Теперь то и другое делали со злорадством. Если нужно было вырубить одно дерево, валили два. Если вдруг кто-нибудь выпускал коней в барский овес, то так, что травили целые полосы.
В усадьбе работали батраки, чужаки: Валевский привез их из дальних губерний. Они исполняли все барские приказы. Как-то ночью поехали купать коней на Волгу и вытоптали хлеб у Емельянова, вытоптали до последнего колоса и вбили посреди поля кол. Ефима Чупрунова схватили, когда он возвращался из города, сняли порты и высекли.
— Я бы их пристрелил, псов, — проговорил Корж.
— Нечем было стрелять… вот кабы сейчас.
Подавали на Валевского в суд, ничего не высудили.
Валевский в свою очередь подал в суд на Емельянова. Клин в четверть десятины у Дубового лога объявил своим, а Емельянова — захватчиком. Документы нашел, что земля его, Валевского. А весной случилась напасть. Емельянов женат. Тут Емельянов стал говорить тихо: жена у него работница… на руку умелая, по нраву веселая да, кроме того, хороша. Последние слова Емельянов сказал осторожно и вздохнул.
— Высока, что ли? — полюбопытствовал Корж.
— Высока и статна. Как идет, остановишься и, честное слово… — Емельянов покачал головой.
— Да, бывает, — усмехнулся Корж. — Русая?

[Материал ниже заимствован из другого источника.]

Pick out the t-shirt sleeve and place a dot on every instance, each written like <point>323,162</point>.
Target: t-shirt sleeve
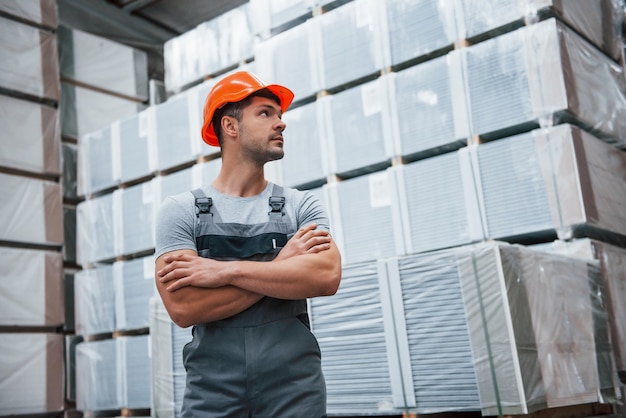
<point>311,210</point>
<point>174,227</point>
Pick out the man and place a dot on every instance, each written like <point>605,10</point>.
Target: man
<point>238,259</point>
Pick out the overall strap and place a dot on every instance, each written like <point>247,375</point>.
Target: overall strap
<point>203,207</point>
<point>277,204</point>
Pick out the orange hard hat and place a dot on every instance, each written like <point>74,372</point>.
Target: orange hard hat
<point>233,88</point>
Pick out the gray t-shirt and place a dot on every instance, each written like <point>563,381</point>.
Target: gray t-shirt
<point>175,222</point>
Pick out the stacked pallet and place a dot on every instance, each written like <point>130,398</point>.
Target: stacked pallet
<point>428,131</point>
<point>104,83</point>
<point>32,314</point>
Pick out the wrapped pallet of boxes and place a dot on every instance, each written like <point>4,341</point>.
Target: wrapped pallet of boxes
<point>432,333</point>
<point>32,211</point>
<point>355,333</point>
<point>559,181</point>
<point>168,373</point>
<point>32,374</point>
<point>38,12</point>
<point>31,283</point>
<point>538,329</point>
<point>598,21</point>
<point>28,61</point>
<point>541,74</point>
<point>31,139</point>
<point>81,58</point>
<point>612,261</point>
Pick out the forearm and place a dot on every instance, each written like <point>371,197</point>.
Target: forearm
<point>195,305</point>
<point>300,277</point>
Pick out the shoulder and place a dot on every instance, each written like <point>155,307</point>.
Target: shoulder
<point>179,203</point>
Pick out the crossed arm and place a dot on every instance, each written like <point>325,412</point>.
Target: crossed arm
<point>199,290</point>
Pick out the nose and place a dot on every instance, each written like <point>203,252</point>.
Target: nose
<point>281,125</point>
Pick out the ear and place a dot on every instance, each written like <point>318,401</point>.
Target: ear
<point>230,126</point>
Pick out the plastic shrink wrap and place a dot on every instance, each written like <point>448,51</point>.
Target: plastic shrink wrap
<point>31,210</point>
<point>557,181</point>
<point>432,333</point>
<point>28,60</point>
<point>82,54</point>
<point>168,373</point>
<point>612,261</point>
<point>358,353</point>
<point>97,376</point>
<point>133,287</point>
<point>538,329</point>
<point>229,35</point>
<point>31,136</point>
<point>31,288</point>
<point>94,299</point>
<point>32,373</point>
<point>95,230</point>
<point>359,128</point>
<point>40,12</point>
<point>543,74</point>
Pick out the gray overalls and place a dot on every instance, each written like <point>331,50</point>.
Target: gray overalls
<point>264,361</point>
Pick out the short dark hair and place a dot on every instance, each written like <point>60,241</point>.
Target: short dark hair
<point>235,110</point>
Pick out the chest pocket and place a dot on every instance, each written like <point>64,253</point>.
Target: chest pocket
<point>228,241</point>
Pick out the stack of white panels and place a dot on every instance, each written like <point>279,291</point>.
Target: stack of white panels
<point>173,131</point>
<point>32,374</point>
<point>31,288</point>
<point>31,210</point>
<point>229,37</point>
<point>438,202</point>
<point>131,140</point>
<point>613,265</point>
<point>31,136</point>
<point>418,28</point>
<point>559,181</point>
<point>28,60</point>
<point>272,15</point>
<point>70,365</point>
<point>97,158</point>
<point>81,58</point>
<point>433,334</point>
<point>428,107</point>
<point>598,21</point>
<point>133,288</point>
<point>290,58</point>
<point>94,296</point>
<point>540,73</point>
<point>97,379</point>
<point>304,160</point>
<point>534,319</point>
<point>206,172</point>
<point>134,218</point>
<point>69,181</point>
<point>40,12</point>
<point>84,110</point>
<point>358,355</point>
<point>168,373</point>
<point>350,42</point>
<point>95,239</point>
<point>133,362</point>
<point>365,217</point>
<point>359,134</point>
<point>177,182</point>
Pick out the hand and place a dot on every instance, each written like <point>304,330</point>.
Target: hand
<point>307,240</point>
<point>183,270</point>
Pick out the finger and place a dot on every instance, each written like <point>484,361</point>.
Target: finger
<point>319,248</point>
<point>178,284</point>
<point>302,231</point>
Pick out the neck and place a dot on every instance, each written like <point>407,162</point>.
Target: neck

— Черноволоса. Лицом чиста, глаз ласковый.
Наталья Емельянова шла по лесу. Повстречались ей барские батраки. Взяли за руки и повели. Говорит, что кричала, да вели глухим лесом, привели на хуторок и прямо в баню. А в бане барин. Ушли барские служки, оставили Наталью с барином. Говорит Наталья, что не позволила к себе подступиться. Стала в угол и не подпускает.